Protesters who have been camping out in Manhattan's Financial District say their movement has grown and become more organized, and they have no intention of stopping as they move into their third week, following the second weekend in a row of mass arrests.

More than 700 people were arrested Saturday as the group trekked to the Brooklyn Bridge. Some of the protesters said they were lured onto the roadway by police, or they didn't hear the calls from authorities to head to the pedestrian walkway.

Police Sunday countered that no one was tricked into being arrested, and those in the back of the group who couldn't hear were allowed to leave.

The NYPD Sunday released video footage to back up its stance. In one of the videos, an official uses a bullhorn to warn the crowd. Marchers can be seen chanting, "Take the bridge."

NYPD spokesman Paul Browne said that of the most recent arrests, the vast majority had been released. Eight people were held, three because of outstanding warrants and five others who refused to show any identification.

Robert Commiso, 48, of Brooklyn, said he was briefly detained Saturday as he marched on the Brooklyn Bridge roadway after the size of the crowd pushed people out of the pedestrian walkway.

"Clearly they [the NYPD] don't intimidate us," he said Sunday at Zuccotti Park, a private plaza off Broadway where the Occupy Wall Street protest continues. "We're still here."

The demonstration started out small last month, with less than a dozen college students spending days and nights in the park.

It has grown sizably, however, both in New York City and elsewhere as people in other communities across the country display their solidarity in similar protests.

The event has drawn protesters of diverse ages and occupations who say they are speaking out against corporate greed, social inequality, global climate change and other concerns.

"They thought we were going to leave and we haven't left," Kira Moyer-Sims, 19, of Portland, Ore., said of city officials. "We're going to stay as long as we can."
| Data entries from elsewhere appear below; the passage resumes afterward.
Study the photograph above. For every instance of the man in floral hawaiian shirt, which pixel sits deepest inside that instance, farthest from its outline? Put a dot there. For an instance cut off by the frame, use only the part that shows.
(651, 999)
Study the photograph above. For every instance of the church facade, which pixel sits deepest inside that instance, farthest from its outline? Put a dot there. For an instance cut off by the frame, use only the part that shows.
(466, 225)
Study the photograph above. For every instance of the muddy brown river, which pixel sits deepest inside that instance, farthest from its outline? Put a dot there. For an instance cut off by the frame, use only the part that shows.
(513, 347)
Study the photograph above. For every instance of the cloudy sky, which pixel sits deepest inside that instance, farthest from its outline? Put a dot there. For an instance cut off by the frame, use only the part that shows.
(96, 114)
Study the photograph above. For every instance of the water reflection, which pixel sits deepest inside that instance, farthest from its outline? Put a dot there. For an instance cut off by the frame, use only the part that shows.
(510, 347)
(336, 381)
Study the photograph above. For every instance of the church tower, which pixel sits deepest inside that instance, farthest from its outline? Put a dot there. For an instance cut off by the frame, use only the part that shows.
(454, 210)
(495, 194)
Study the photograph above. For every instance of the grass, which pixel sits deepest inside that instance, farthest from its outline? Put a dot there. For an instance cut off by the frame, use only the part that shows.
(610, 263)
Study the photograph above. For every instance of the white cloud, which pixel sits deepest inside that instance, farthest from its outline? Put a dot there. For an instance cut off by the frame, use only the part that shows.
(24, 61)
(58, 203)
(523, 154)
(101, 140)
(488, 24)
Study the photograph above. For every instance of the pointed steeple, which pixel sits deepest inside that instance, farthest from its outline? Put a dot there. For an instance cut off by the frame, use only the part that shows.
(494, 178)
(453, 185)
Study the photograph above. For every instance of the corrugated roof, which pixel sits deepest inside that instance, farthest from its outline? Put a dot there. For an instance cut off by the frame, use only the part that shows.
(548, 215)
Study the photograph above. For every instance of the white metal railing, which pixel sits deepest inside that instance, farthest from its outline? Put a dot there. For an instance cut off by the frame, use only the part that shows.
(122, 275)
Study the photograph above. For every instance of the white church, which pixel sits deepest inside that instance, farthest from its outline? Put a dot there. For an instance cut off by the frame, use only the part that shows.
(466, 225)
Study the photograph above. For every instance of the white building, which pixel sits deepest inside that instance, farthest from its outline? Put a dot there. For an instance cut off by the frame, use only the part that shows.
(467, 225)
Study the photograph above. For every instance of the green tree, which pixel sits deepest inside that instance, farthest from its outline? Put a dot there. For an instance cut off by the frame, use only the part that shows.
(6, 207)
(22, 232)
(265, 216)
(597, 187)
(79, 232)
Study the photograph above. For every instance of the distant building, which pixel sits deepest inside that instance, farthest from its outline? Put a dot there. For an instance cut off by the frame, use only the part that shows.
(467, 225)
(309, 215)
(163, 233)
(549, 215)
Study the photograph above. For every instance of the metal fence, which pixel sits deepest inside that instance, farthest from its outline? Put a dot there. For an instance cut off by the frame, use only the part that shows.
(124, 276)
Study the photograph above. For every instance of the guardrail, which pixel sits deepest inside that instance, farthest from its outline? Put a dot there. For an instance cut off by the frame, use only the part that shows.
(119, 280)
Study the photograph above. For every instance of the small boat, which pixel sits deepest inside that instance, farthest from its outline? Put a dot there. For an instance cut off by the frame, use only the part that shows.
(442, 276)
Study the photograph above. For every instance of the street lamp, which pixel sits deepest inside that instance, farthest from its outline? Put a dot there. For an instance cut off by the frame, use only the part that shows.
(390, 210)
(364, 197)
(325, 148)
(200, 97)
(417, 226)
Browne said the NYPD wouldn't be changing its approach to handling the protest, that it would continue regular patrols and monitoring but not assign additional officers. Police officers have been a regular sight at the plaza.

"As always, if it is a lawful demonstration, we help facilitate. And if they break the law, we arrest them," Browne said.

Gatherings elsewhere included one in Providence that attracted about 60 people to a public park. The participants called it a "planning meeting" and initially debated whether to allow reporters to cover it.

In Boston, protesters set up an encampment across the street from the Federal Reserve Building.

The New York City protesters have spent most of their time in the plaza, sleeping on air mattresses, holding assemblies at which they discuss their goals and listening to speakers, including celebrity activist Michael Moore and Princeton University professor Cornel West.

On the past two Saturdays, though, they marched to other parts of the city, which led to tense standoffs with police. On Sept. 24, about 100 people were arrested and the group put out video which showed some women being hit with pepper spray by a police official.